During a rambling, strange, 81-minute press conference in New York on Wednesday, Donald Trump was offered an easy question that previous American Presidents have turned into a rhetorical meal — if not an opportunity to establish moral leadership. “You’re a father,” a reporter ventured. “What does this moment that we’re in, the cultural moment … What messages do you have for the young men of America?”
The context for this question, though unstated, was clearly the Brett Kavanaugh hearings, which feature a woman accusing a prominent political ally of the President of sexual assault, an accusation that the Republican Party has largely dismissed without evidence.
It’s a complex situation politically and culturally, but it wasn’t a hard question. There are dozens of inspiring, measured, and challenging answers President Trump could have given. He could have told young men to be more respectful to women. He could have suggested that they have a moral responsibility to seek consent and respect the boundaries of women. He could have even stolen from his wife Melania and simply replied “Be best.” Instead, the President delivered a bizarre soliloquy that underlines how muddled rhetoric around accountability aimed at young men has become.
“It is a very good question…” Trump began. His message to young men? Well, first off he wants them to know that anybody can accuse anyone of anything. He himself has been accused, many times, of “things.” And, also, nobody can prove these kinds of charges. “Honestly, it is a very dangerous period in our country,” he said. “And it is being perpetrated by some very evil people.”
Those people, one must infer, are largely women. Also Democrats maybe? The mumble bit came across as darkly conspiratorial. The message being that young men need to be scared of people with a radical agenda who might accuse them of things that they didn’t do.

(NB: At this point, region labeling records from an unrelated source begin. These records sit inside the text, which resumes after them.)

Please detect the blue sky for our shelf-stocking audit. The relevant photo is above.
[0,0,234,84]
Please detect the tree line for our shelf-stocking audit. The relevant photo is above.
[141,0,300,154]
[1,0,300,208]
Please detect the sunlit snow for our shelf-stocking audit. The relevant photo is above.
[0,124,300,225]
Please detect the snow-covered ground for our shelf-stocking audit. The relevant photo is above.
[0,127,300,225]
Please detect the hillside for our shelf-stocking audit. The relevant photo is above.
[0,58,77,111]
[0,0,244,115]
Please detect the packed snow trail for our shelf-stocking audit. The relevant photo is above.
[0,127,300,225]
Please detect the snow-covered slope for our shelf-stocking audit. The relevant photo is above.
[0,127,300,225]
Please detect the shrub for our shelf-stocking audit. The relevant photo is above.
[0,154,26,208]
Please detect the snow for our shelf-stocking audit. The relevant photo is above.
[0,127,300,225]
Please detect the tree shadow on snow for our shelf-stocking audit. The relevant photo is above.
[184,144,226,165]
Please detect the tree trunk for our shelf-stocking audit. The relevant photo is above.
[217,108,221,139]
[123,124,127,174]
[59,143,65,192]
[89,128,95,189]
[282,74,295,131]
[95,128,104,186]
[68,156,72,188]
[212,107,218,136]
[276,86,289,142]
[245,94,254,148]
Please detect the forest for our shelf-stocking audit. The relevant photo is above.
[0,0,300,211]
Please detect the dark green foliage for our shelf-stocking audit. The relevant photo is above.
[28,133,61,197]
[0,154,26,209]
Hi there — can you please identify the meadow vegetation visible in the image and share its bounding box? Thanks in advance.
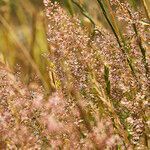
[0,0,150,150]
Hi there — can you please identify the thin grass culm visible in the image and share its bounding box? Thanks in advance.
[0,0,150,150]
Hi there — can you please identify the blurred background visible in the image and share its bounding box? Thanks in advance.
[0,0,149,94]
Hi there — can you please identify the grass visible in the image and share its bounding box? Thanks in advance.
[0,0,150,150]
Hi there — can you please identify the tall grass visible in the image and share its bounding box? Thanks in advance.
[0,0,150,150]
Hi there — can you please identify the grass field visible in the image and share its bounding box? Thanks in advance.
[0,0,150,150]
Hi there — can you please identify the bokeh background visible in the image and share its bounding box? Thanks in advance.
[0,0,150,91]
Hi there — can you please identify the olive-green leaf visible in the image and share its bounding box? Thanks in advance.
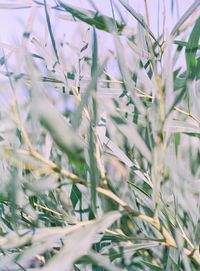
[58,1,125,34]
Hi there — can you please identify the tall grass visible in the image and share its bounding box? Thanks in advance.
[0,0,200,271]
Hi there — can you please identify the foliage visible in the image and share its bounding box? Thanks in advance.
[0,0,200,271]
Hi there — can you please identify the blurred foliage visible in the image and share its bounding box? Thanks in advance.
[0,0,200,271]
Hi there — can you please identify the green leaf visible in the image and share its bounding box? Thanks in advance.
[119,0,159,45]
[142,261,165,271]
[58,0,125,34]
[44,0,59,63]
[185,18,200,78]
[170,0,200,37]
[72,60,107,129]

Finally, in summation, Trump riffed on what a nice phrase “innocent until proven guilty” is and suggested that now it’s “guilty until proven innocent.”
The takeaway for young men? I mean… who knows. Most probably don’t care about this sort of C-SPAN chum. Most probably aren’t looking for cues from the president on how to be more paranoid. That said, the President’s failure to make contact with a softball question — to say something, anything, positive, is worthy of note. Boys deserve better. They deserve better role models and better messages. They deserve to not be embroiled in partisan politics, but rather to be encouraged to be good and proud.
That said, it seems possible that the President — despite his business and political success — simply has no good advice for young men. If so, he should just admit that and leave it there.